View of “Børre Sæthre,” 2008.

Conjuring a convincing alternative world, especially in an institution as familiar as P.S. 1, is no easy task. Yet Børre Sæthre manages the feat with just a few key props and some bold interior design. In an interconnected suite of rooms, Sæthre constructs a series of cryptic tableaux in which, psychologically speaking, it’s surprisingly easy to lose oneself. Inspired in large part by Stanley Kubrick’s 2001: A Space Odyssey (1968), the Norwegian artist uses sound and light to generate an eerie, futuristic atmosphere in which established rules seem to have been suspended. Suggesting a link between emergent technology and ancient myth, he juxtaposes the more-or-less recognizable with the entirely abstract, situating them in an environment that seems to exist outside of time.

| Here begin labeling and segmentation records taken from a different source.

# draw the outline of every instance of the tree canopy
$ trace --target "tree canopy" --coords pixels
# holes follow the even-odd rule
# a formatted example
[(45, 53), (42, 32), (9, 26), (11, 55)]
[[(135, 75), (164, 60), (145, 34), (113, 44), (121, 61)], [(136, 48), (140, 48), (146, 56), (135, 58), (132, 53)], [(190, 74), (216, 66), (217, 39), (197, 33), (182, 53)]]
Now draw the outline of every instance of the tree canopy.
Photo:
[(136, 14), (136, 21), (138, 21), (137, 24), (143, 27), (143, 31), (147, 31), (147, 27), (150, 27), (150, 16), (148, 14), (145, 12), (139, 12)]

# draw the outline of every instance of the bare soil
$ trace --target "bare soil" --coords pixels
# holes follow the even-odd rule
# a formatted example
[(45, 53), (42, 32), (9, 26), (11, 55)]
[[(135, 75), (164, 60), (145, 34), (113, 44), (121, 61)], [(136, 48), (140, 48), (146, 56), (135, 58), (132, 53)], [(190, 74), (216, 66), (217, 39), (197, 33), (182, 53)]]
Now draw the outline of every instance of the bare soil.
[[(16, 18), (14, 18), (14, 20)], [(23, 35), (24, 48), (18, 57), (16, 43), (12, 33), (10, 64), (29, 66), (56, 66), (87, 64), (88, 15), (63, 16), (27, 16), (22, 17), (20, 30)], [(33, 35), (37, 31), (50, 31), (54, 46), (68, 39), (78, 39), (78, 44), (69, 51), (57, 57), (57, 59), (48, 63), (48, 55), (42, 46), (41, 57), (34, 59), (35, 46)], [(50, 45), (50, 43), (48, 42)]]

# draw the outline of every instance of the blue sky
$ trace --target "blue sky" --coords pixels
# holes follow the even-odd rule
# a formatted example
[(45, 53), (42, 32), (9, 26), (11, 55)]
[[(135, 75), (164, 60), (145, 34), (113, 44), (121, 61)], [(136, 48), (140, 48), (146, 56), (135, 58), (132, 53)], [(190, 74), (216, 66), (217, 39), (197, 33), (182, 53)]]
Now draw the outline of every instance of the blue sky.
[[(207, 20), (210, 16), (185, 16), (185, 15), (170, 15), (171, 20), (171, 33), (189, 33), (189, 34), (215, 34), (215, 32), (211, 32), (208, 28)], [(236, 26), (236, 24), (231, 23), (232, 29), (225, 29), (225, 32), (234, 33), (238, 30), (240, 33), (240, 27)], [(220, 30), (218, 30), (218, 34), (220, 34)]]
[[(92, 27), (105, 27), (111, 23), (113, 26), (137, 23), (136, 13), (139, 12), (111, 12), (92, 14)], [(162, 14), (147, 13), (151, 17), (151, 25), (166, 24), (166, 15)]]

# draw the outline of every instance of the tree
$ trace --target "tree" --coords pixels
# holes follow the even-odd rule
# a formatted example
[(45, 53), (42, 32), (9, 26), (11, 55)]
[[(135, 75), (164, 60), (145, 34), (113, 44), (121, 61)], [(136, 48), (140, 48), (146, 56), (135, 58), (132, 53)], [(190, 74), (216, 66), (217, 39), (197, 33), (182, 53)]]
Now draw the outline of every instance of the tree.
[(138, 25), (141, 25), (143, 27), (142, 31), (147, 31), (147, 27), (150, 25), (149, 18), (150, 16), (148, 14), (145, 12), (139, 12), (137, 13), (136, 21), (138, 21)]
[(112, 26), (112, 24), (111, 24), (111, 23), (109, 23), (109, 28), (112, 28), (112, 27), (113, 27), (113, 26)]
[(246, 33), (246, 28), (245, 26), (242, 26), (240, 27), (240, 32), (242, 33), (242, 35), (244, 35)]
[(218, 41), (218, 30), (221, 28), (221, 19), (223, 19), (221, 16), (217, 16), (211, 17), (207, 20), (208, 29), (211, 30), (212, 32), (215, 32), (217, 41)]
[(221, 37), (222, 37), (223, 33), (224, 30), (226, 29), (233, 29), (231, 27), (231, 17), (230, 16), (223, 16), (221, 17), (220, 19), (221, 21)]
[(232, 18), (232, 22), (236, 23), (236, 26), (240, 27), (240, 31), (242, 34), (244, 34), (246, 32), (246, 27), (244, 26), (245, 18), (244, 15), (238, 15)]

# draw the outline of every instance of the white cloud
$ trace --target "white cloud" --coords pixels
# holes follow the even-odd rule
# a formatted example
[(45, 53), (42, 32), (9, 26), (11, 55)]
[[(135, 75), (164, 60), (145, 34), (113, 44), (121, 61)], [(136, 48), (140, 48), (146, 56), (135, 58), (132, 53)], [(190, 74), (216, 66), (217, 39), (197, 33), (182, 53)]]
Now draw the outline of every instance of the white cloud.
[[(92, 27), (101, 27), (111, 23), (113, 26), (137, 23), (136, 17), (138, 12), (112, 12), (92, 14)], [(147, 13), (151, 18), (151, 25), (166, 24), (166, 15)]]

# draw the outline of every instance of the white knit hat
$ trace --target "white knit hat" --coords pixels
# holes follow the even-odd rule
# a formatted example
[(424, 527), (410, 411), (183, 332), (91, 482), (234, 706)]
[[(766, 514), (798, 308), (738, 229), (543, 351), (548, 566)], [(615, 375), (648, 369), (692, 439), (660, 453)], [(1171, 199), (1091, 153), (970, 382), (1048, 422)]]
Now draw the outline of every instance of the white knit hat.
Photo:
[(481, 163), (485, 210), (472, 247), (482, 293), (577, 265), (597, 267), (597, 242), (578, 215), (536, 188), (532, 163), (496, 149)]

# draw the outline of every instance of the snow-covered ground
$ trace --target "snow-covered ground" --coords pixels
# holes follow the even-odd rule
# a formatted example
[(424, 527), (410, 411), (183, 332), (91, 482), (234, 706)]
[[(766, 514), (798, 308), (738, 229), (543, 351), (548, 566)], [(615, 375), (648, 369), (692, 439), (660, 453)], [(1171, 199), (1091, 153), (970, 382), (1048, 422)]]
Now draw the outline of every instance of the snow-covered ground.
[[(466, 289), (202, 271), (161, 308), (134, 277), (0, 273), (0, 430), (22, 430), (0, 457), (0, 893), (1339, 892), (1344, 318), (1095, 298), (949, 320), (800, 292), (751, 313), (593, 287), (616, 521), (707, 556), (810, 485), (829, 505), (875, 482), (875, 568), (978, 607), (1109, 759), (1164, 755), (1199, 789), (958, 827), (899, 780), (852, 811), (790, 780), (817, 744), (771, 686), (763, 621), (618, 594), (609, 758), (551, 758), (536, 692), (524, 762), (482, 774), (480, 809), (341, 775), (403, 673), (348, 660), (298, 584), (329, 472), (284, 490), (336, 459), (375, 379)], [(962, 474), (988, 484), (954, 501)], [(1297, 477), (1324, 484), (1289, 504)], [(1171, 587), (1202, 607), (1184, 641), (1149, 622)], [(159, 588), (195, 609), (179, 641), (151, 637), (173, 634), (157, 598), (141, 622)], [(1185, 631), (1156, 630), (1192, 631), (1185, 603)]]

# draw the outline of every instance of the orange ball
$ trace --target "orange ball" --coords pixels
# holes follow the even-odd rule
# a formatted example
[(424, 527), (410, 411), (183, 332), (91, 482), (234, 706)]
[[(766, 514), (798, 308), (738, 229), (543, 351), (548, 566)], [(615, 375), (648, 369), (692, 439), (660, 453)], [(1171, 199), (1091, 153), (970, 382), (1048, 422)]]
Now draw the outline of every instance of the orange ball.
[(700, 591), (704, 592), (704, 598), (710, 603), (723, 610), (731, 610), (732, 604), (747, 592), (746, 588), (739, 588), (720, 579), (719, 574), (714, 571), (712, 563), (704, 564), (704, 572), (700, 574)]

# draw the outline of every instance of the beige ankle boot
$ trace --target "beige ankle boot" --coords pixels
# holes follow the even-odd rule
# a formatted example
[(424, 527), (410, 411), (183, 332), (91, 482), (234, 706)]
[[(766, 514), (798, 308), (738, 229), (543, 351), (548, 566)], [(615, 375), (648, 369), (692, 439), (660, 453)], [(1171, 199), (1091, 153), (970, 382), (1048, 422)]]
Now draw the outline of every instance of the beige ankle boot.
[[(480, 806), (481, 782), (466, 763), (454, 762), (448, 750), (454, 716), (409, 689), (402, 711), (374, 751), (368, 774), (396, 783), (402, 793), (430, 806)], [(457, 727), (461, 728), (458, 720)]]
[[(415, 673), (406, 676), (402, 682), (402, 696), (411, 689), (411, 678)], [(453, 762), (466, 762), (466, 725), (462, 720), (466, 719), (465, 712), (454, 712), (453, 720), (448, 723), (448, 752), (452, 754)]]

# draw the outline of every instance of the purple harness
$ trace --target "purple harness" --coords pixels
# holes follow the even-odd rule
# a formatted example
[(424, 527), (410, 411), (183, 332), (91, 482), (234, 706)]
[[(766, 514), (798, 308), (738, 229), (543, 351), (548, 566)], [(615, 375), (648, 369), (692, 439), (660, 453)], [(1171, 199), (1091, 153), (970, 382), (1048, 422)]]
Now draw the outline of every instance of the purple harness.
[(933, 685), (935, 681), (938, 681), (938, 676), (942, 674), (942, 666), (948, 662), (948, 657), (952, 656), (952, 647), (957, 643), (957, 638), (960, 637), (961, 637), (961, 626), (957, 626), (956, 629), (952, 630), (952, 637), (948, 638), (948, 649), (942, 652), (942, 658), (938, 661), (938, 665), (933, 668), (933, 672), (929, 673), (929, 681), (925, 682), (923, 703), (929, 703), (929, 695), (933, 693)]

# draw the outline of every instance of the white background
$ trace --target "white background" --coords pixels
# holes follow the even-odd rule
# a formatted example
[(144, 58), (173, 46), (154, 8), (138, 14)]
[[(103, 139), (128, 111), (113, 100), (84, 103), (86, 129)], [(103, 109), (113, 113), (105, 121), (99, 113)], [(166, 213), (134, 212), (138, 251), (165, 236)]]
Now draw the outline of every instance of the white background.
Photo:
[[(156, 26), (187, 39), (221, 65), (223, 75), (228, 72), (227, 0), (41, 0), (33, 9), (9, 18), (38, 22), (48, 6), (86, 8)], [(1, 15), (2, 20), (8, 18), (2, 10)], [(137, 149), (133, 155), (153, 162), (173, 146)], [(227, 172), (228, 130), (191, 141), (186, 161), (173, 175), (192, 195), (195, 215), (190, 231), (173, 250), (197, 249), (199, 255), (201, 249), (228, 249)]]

A black-painted entrance dominated by an illuminated alcove gives way to a larger room in which four monitors are scattered over a low platform. Geometric animations whirl across the screens while grating electronic sounds play. Next, a mirrored chamber lit by dim fluorescent tubing houses two vitrines, one containing a pistol and two white balls, the other a monitor depicting a video of a naked man. In the fourth and final room, a tank preserves what appears to be a unicorn; approach the creature and it seems to fade into mist. A dreamy ambient sound track completes the scenario. It’s a powerfully surreal finale that only complicates what has gone before, muddling the organic with the artificial, the concrete with the imagined, in a zone of endless potential that Sæthre makes his own.